Scalable Low-Power Wi-Fi for the Internet of Things

Date: 26 April 2019

Venue: Stadscampus, Kapel van de Grauwzusters - Lange Sint-Annastraat 7 - 2000 Antwerpen (route: UAntwerpen, Stadscampus)

Time: 4:00 PM

Organization / co-organization: Department of Mathematics and Computer Science

PhD candidate: Le Tian

Principal investigator: Jeroen Famaey & Steven Latré

Short description: PhD defence Le TIAN - Faculty of Science, Department of Mathematics and Computer Science


The Internet of Things (IoT) introduces a novel dimension to the world of information and communication technology where connectivity is available anytime, anywhere for anything. To make this into reality, a large number of battery powered smart things need to be connected to the Internet in an energy efficient manner. The newly released IEEE 802.11ah Wi-Fi standard is considered as a very promising technology for the IoT. One of the new features of IEEE 802.11ah, named Restricted Access Window (RAW), aims to increase efficiency in face of a large number of densely deployed and energy constrained stations. It divides stations into groups, limiting simultaneous channel access to one group, therefore reducing the collision probability and increasing scalability. The IEEE 802.11ah standard, however, does not specify how to configure the RAW grouping parameters. Therefore, this thesis aims to dynamically optimize RAW configurations in real time to adapt to the network conditions.
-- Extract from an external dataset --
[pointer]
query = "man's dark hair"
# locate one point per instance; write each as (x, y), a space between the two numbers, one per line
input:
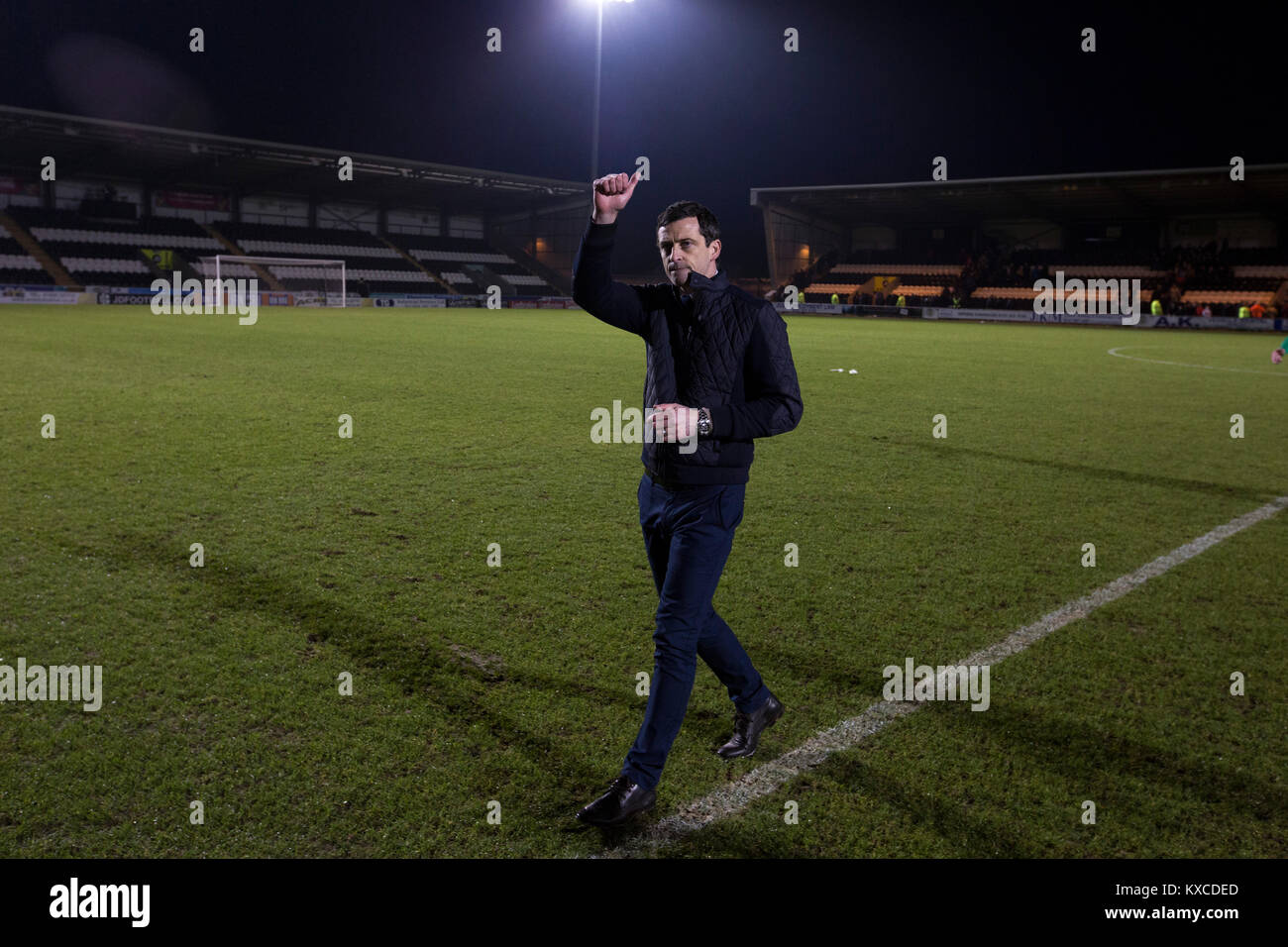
(707, 223)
Firstly, the implementation of IEEE 802.11ah is detailed, along with experimental results to validate it.  Subsequently, the Traffic-Aware RAW Optimization Algorithm (TAROA) is proposed. TAROA introduces a traffic estimation method to predict the packet transmission interval of each station. By using the simulation results under saturated state, TAROA assigns stations to RAW groups according to the estimated traffic conditions, in order to maximize the throughput.  A further step is made by applying surrogate modelling. A surrogate model is an efficient mathematical representation of a black box system, it is based on supervised learning, and can be accurately trained with a few labeled sample data points. This research trains models for homogeneous networks to estimate RAW performance under a wide range of network and traffic conditions.
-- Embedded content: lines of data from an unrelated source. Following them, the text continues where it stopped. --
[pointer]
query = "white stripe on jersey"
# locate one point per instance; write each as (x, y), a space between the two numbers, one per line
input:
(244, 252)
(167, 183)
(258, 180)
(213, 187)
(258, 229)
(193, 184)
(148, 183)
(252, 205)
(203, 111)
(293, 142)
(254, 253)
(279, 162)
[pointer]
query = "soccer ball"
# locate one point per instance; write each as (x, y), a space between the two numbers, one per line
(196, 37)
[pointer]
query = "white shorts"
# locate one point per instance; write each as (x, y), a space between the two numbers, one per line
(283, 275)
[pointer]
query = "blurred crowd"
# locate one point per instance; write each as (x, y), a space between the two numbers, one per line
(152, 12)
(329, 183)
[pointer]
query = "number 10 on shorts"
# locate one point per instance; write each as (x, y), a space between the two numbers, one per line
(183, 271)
Based on the trained models, the Model-Based RAW Optimization Algorithm (MoROA) is proposed. MoROA inherits the traffic estimation method of TAROA, using the trained model to determine the optimal RAW configuration in real time through multi-objective optimization.  Finally, an advanced surrogate model is presented that can predict performance of heterogeneous networks. As heterogeneous networks have more parameters leading to an enormous design space, the training methodology is well designed, to speed up the training process and maintain relative high model accuracy.

In summary, the research develops solutions for real-time RAW optimization to support large scale IoT networks. An open-source IEEE 802.11ah simulator, a patent, multiple journal and conference papers have been produced as a result.